When an object loses all references to it, namely a zeroreferenced object, it should be reclaimed by the system. Most importantly, the destructor routine of the object should be called so that system resources can be released timely. Since a zero-referenced object may be detected as unreachable garbage, and an unreachable garbage can become zeroreferenced due to the reclamation of its parental objects, special cares should be taken to synchronize the behavior of reference counting and tracing collector. Unlike Java and C#, which finalize garbage in an undetermined order, our approach provides an option to execute destructors of garbage objects in a order that is controlled by application programs. In Section 6, we will address reclamation ordering in detail.
Whereas the system uses a non-deferred reference counting, it successfully removes significant amounts of reference counting maintenance and costs. We noticed the fact that a large portion of reference counting maintenance occur in the program's stacks, including automatic pointer variables, function's parameters and return value. If we do not change the state of lock-counter of managed object, such as remaining a non-zero value, we can change some references in extended root set and remove some reference counting maintenance operations without fear of interfering tracing collector. For example, multiple references from the same thread stack can be merged into one effective reference.
4.1 Using Weak Reference
We introduces weak pointer "CWeakPtr" smart pointer representing raw or dirty access to managed object. Using CWeakPtr does not induce any reference counting operations, just duplicate the address word of managed object. CWeakPtr is invisible to garbage collector. It is not an effective reference and cannot keep referent object alive from reclamation. The rule of using CWeakPtr is simple: only use CWeakPtr to access objects when there is a guarantee that one or more effective references are holding the object alive from reclamation. That is, don't lose all effective references to an object too soon, and remember to keep at least one effective reference to it when using CWeakPtr to access the object. For example, in Figure 1, object A has an effective reference to object B which is supposed always keep a reference to inner object C, then the application can use a dirty pointer, illustrated in dash line, to access object C. On the contrary, reference from B to E is dangerous, because there is no effective reference to keep object E and object F alive. These two objects are circular referenced garbage and may be reclaimed by the time of the next tracing garbage collection. CWeakPtr is strongly recommended to be used when there is one or more effective references holding the referent object alive. Also, CWeakPtr can be used to eliminate circular referenced path by replacing backward effective pointers, like pointers from inner object to outer object, with weak pointers.

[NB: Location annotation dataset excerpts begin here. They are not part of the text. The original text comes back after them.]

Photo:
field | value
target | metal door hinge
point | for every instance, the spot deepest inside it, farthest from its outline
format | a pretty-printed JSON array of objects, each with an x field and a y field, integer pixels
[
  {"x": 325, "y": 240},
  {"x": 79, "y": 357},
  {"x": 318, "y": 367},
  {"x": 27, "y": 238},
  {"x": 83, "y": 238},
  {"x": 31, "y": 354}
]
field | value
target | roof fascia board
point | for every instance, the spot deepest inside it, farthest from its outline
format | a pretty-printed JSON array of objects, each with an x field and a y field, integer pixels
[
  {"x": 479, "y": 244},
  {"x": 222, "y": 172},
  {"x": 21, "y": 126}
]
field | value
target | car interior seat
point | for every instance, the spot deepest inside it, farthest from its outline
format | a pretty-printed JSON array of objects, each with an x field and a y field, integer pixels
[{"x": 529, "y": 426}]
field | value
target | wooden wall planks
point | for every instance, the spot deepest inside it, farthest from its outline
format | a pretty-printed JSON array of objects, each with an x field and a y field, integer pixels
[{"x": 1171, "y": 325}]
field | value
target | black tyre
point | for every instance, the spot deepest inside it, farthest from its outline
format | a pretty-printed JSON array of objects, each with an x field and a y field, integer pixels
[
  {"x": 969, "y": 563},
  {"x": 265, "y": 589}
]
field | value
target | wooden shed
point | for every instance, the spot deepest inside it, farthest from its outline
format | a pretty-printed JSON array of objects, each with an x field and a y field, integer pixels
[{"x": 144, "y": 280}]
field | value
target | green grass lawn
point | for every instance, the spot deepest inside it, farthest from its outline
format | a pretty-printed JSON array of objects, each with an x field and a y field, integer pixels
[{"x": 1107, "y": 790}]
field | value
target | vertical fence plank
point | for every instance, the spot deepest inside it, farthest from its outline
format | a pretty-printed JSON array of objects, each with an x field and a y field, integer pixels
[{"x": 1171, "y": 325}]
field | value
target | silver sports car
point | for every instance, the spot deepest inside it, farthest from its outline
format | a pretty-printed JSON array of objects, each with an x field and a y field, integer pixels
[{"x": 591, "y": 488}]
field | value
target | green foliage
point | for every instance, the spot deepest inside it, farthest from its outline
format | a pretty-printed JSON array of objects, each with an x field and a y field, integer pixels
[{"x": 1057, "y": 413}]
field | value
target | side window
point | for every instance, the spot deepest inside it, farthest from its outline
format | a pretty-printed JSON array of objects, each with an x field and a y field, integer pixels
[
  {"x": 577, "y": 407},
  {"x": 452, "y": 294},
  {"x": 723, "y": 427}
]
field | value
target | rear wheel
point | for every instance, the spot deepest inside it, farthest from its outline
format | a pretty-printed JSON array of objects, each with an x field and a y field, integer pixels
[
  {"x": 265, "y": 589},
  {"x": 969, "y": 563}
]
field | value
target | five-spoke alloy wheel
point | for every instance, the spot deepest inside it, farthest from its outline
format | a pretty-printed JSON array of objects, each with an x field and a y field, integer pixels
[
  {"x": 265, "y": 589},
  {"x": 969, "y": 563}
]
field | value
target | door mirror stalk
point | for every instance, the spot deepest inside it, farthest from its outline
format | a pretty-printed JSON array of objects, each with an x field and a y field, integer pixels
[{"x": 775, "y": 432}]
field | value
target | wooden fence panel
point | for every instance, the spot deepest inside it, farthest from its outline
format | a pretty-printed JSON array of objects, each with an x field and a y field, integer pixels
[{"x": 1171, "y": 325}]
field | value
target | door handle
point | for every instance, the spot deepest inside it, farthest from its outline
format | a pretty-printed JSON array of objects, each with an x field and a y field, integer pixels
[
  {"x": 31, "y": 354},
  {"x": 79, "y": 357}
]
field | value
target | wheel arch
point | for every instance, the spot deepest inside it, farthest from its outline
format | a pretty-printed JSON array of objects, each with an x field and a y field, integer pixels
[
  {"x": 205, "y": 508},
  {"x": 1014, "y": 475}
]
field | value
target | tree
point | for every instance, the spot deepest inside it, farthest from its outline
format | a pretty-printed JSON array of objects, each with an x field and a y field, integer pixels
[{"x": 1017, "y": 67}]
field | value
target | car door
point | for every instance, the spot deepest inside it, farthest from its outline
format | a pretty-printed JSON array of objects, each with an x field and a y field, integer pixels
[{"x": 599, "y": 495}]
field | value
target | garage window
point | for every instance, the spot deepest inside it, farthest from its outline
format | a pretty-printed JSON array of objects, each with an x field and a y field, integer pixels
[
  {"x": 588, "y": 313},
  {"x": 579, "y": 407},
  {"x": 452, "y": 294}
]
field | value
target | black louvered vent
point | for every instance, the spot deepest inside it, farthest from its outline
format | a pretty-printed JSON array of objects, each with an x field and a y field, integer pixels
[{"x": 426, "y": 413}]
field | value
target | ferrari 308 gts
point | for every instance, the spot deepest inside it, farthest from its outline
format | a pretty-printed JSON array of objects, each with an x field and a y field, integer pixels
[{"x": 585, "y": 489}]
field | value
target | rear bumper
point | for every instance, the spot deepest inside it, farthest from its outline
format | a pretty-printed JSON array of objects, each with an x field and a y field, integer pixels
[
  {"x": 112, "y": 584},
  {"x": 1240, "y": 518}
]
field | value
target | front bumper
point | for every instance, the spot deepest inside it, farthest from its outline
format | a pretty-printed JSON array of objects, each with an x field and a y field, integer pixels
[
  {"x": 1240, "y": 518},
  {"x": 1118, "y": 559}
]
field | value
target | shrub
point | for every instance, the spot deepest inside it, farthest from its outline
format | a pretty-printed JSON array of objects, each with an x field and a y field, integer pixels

Below, we try to eliminate the reference counting cost of passing references between function calls.
First step, in C/C++, when passing an object reference to a function as input parameter, the caller has guaranteed the referent object is alive at the entrances; during the execution of the callee, the caller loses the control until the function returns from callee. We can use CWeakPtr as input type of parameter of reference to a managed object. When the caller passes a CWeakPtr as parameter, it must have guaranteed that the referent object has one or more effective references holding it as the basic rule of CWeakPtr. In single thread environment, the target object is not released during the function execution except the callee releases it (very rare and can be handled by output parameters as described below), since caller loses the control. In a multi-threading environment, the target object might be released by other threads. However, since the other threads might release the object also before control transferred to callee, the caller normally has other mechanisms to guarantee the object is not released at the entrance, such as holding a lock for the object, or just holding a CLockedPtr automatic variable to keep the object alive. Therefore, we can setup a convention that when passing a reference to a managed object to callee as input parameter, the caller should guarantee the object is alive during the execution of the function. Under such convention, we can use CWeakPtr as input parameter of reference. The sub function can use the CWeakPtr parameter as effective reference to object, which is guaranteed by upper-level caller. For instance, the callee can directly pass a CWeakPtr parameter to further lower sub function as input parameter.
By using CWeakPtr as input type of parameter, passing a reference to sub function does not incur reference count maintenance.
4.2 Returning Reference from sub function
When people want the caller of function accept one or more effective references from the function, it can use CLockedPtr as type of output parameters or return type of the function. Function code can assign references to these CLockedPtr variables to keep the objects alive after return, since the final CLockedPtr variables reside in caller's stack frame actually. There might be more than one hidden assignments or transfers from callee to caller, some of which are depend on specific optimization of compiler. This time, these copying or duplication of references are effective reference operations, reference counting maintenances are required. But, we notice that after assigning an effective reference to CLockedPtr variable, the original variable are destroyed with execution goes out of scope. More than one CLockedPtr references in one thread stack referring the same object mostly are just wasting resources, we can remove it by converting "copying" to "moving".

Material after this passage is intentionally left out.